The economy of the country will rise again in time. The facts are that the people will face serious challenges but they have no choice – to survive and put the nation back to where it was and maybe lift it higher.

You could have made it easier for them if the previous administration was still in power. Yet, for your selfish political agenda, you put this nation in line of danger.

So please retire and stop making statements or give advice as you do not possess any credibility. Let Pakatan Harapan continue the fight and maybe in time, they will recover the position that is rightfully theirs.

Anonymous_1583374005178.90011583373451643: As a medical doctor who proclaimed to be best man in Malaysia to lead this country as PM, you should be ashamed of yourself for neglecting your obligation to put the well-being of Malaysians before your political interest.

From Feb 23 to March 10, instead of focusing on implementing preventive measures to fight the coronavirus, you and your entire entourage of yes man were busy engaging in a messy political orgy that involved mass gatherings, hand-kissing, boot licking, etc, leaving no one paying attention to the imminent danger that was unfolding under your nose.

This reckless behaviour is the reason why the coronavirus crisis has evolved to this stage in Malaysia. In just a short span of five days after the swearing-in of the new government on March 9, a shocking 190 new confirmed cases were detected, which indicated the infections were happening during the period when the politicians were busy playing their game of thrones.

And now, resting comfortably, well-protected and locked away in your multimillion-dollar villa, you are making a video and trying to offer lip services as if you were not responsible for this crisis.

Quigonbond: What we need is a paradigm shift. We need a critical mass of highly productive people, regardless of race, religiosity and financial stature, to keep the national economy resilient, especially if there are going to be, almost assured, future pandemics of this scale.

That's what meritocracy is all about. That's what secularism and openness are all about. For the economy to be an advanced one and a society to be an enlightened one, we need to be at the cutting edge of innovation, and we need a strong dose of moderation and balance.

It means less red tape, less moral policing, less religiosity, less focus on racism and a greater level-playing field.

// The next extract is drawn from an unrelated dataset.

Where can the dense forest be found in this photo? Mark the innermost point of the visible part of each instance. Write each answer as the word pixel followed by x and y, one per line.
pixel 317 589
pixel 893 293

You can worry about affirmative action after you've taken care of this fundamental shift in thinking. It is the way of the future, anyway.

It's not the fault of the non-Malays in Malaysia that someone somewhere is out of work because of increased automation and AI (artificial intelligence). We just need to ensure that when some sectors become highly productive, some of the taxes are channelled back to a social safety net - a living wage, if you will, for the rest.

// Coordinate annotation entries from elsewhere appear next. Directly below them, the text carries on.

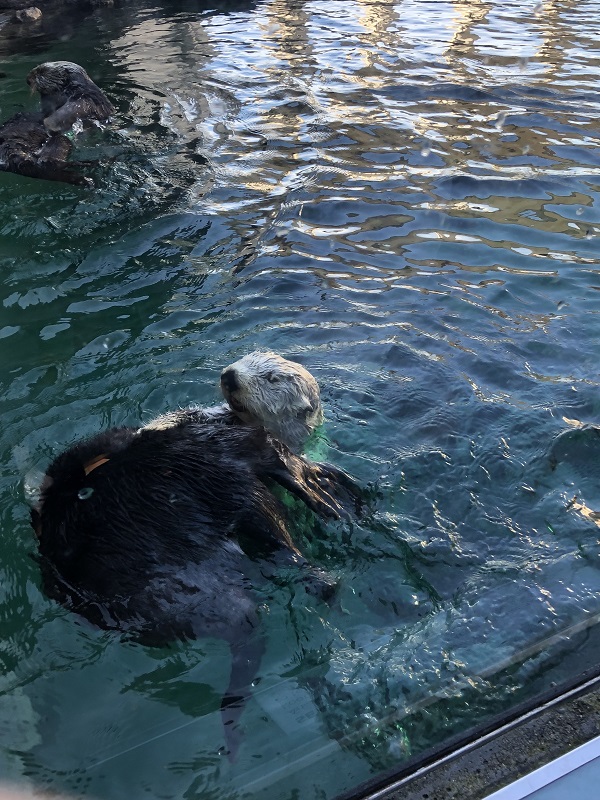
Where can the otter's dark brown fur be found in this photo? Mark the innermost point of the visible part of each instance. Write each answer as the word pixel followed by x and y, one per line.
pixel 68 94
pixel 158 532
pixel 26 148
pixel 33 144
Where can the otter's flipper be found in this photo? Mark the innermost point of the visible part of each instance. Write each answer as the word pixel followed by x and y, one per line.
pixel 49 171
pixel 245 661
pixel 322 487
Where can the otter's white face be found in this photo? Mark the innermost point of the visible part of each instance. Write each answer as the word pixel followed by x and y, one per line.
pixel 53 76
pixel 263 388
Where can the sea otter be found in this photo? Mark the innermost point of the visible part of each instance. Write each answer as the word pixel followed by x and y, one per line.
pixel 265 389
pixel 68 94
pixel 26 148
pixel 162 531
pixel 34 144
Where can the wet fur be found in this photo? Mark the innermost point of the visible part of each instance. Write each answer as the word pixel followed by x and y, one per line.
pixel 26 148
pixel 262 389
pixel 68 94
pixel 142 531
pixel 33 144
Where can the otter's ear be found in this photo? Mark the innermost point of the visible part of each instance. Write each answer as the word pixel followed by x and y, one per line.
pixel 306 406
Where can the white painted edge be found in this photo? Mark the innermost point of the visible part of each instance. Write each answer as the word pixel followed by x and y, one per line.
pixel 569 762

This thing about quota, about pushing up people who are less qualified, is increasingly a thing of the past, given the limited resources we have.

Fair Play: Hmm… When asked a curveball question, Mahathir replied that he would prefer to revisit the past. Of course, of course. What choice do you have?

When an aged man has no future, he can only look back to his past and reminisce his achievements or, more likely, the lack of it.

Sadly, and perhaps tragically too, Mahathir was given not one but two opportunities – the first time, to write his legacy and the second time, to refine it.

But those who are not destined to succeed, they will blow it, regardless of how many times they are given the opportunity.

Federal Bakery: For a person who has been a cause of national grief, who could not avoid doing the wrong thing, of not providing leadership but indulged in self-aggrandisement, a disease like Covid-19 must appear like a competitor with sharper skills to cause the same grief to the country that he caused.